Wali Kota Bandung, Muhammad Farhan, secara resmi membuka simposium dengan menegaskan bahwa kegiatan ini bukan hanya mengenang sejarah, tetapi juga memperbarui komitmen untuk membangun masa depan bersama.
“Kita hadir di sini bukan hanya untuk bernostalgia, tetapi untuk membangun ekosistem kota yang ramah bagi warganya, tangguh menghadapi perubahan, dan mampu bersaing di kancah internasional,” ujar Farhan dalam pidato pembukaannya dikutip dari situs Pemkot Bandung.
Simposium ini menghadirkan sesi-sesi diskusi yang membahas tiga isu strategis utama: city branding, city networking, dan city resilience. Para peserta berbagi praktik baik terkait pembangunan pusat kebudayaan, strategi menghadapi perubahan iklim, penguatan UMKM, hingga peningkatan kapasitas tenaga kerja lokal.
Farhan menyampaikan bahwa city branding kini tidak lagi sekadar alat promosi, melainkan cerminan nilai, identitas, dan visi masa depan sebuah kota.
“Kita ingin kota-kota dalam jaringan Asia-Afrika saling belajar dan saling mendukung, dari promosi budaya hingga kolaborasi dalam mitigasi krisis iklim,” tambahnya.

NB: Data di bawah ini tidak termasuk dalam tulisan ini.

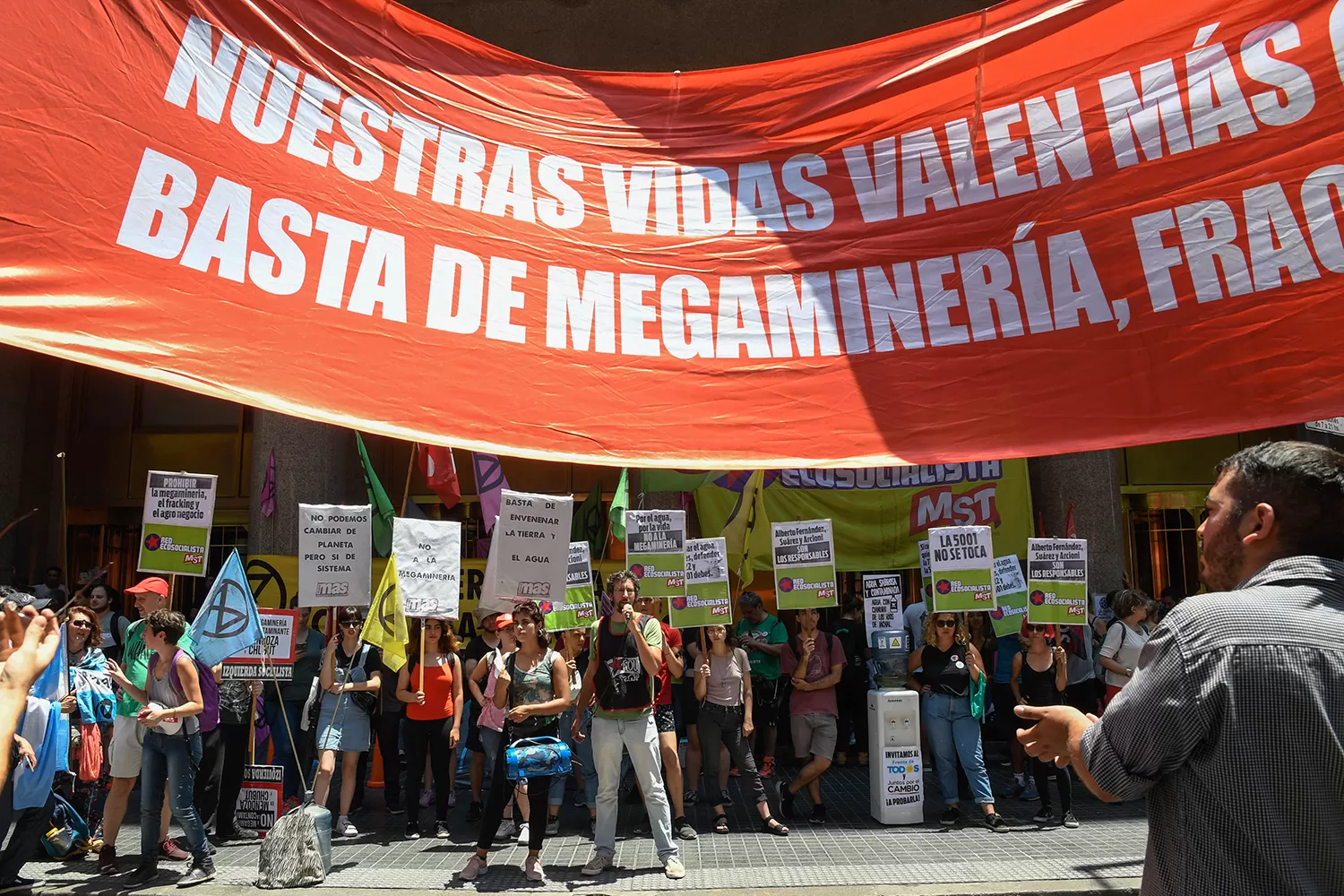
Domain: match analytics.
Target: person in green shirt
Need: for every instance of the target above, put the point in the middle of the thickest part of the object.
(128, 735)
(762, 637)
(625, 654)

Dalam kesempatan itu, Farhan juga mengangkat data Indeks Daya Saing Daerah (IDSD) 2024 sebagai cerminan kekuatan dan tantangan Kota Bandung. Kota ini mencatat skor tinggi dalam aspek adopsi teknologi informasi (5,00) dan inovasi (4,25), namun masih menghadapi tantangan di sektor keuangan (3,92), pasar tenaga kerja (3,72), dan dinamika bisnis (3,44).
“Meski kami punya kekuatan di sisi teknologi dan inovasi, inklusi ekonomi dan pertumbuhan usaha daerah masih perlu perhatian lebih. Ini menunjukkan perlunya kolaborasi lintas negara untuk mempercepat pemerataan pembangunan,” jelas Farhan.

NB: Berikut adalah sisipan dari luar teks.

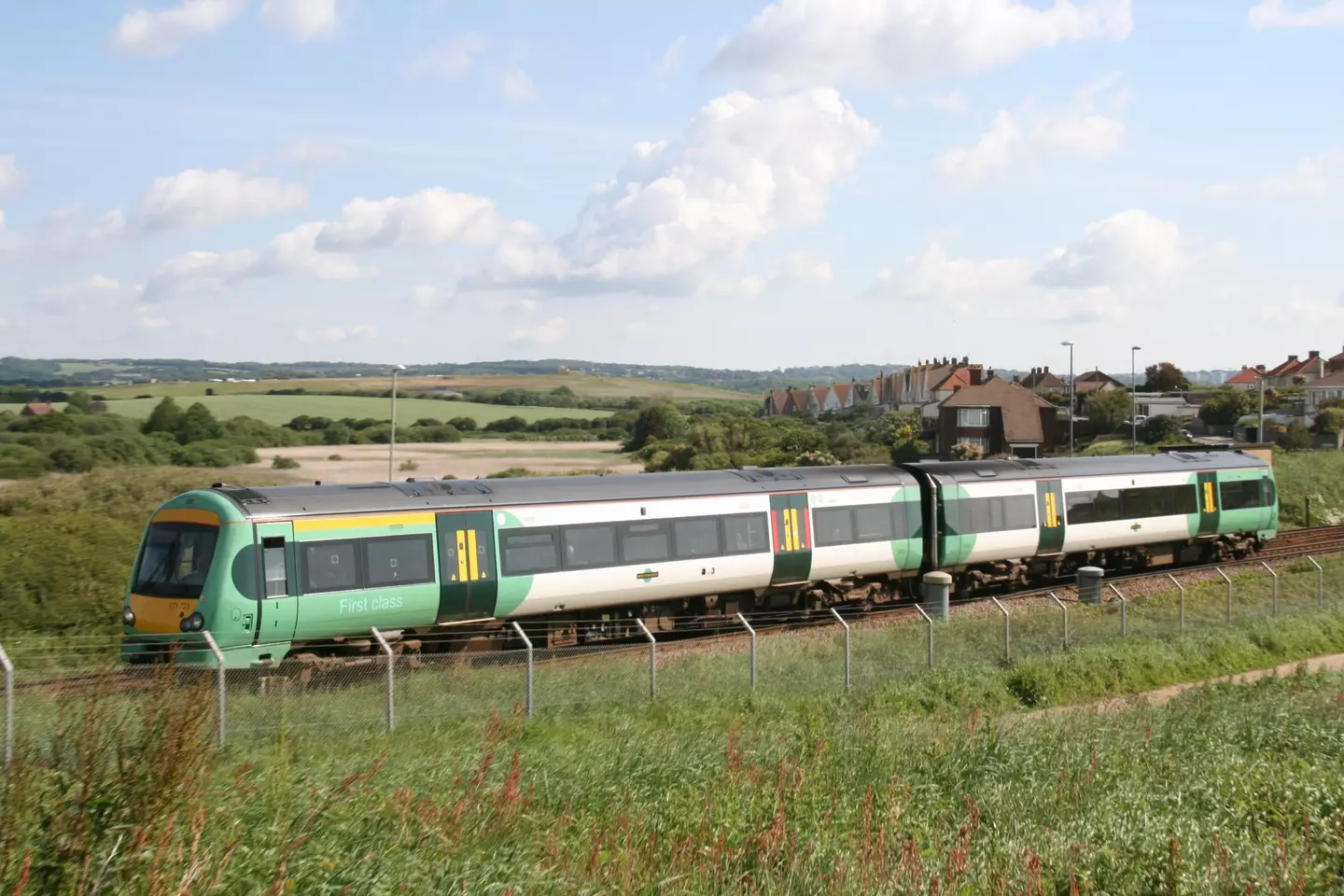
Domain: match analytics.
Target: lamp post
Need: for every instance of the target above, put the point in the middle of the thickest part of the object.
(391, 437)
(1133, 404)
(1071, 398)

Ia juga menekankan bahwa solidaritas antar kota bukan sekadar pilihan moral, melainkan kebutuhan kolektif untuk bertahan dan berkembang di tengah krisis global.

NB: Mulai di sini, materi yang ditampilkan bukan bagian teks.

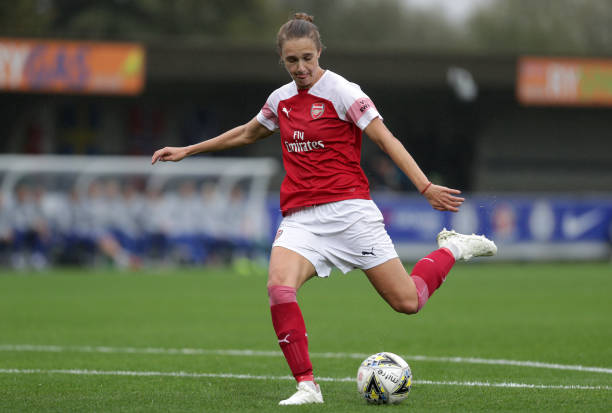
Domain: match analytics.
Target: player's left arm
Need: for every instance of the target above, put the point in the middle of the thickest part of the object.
(440, 197)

“Bandung City Networking adalah bentuk nyata solidaritas kota-kota Asia-Afrika. Kami harap forum ini melahirkan jejaring baru, program nyata lintas kota, dan dukungan terhadap inovasi berkelanjutan,” ungkapnya.
Farhan secara khusus juga mengajak kota-kota peserta untuk lebih melibatkan generasi muda sebagai aktor penting dalam pembangunan kota masa depan.
Menutup sambutannya, Wali Kota Bandung menyampaikan apresiasi kepada seluruh peserta, mitra internasional, akademisi, komunitas, dan mahasiswa yang telah berkontribusi dalam kesuksesan simposium ini.
“Kami ingin Bandung menjadi model peradaban masa depan yang kolaboratif, inklusif, dan berkelanjutan. Ini adalah langkah awal menuju perubahan nyata,” pungkas Farhan.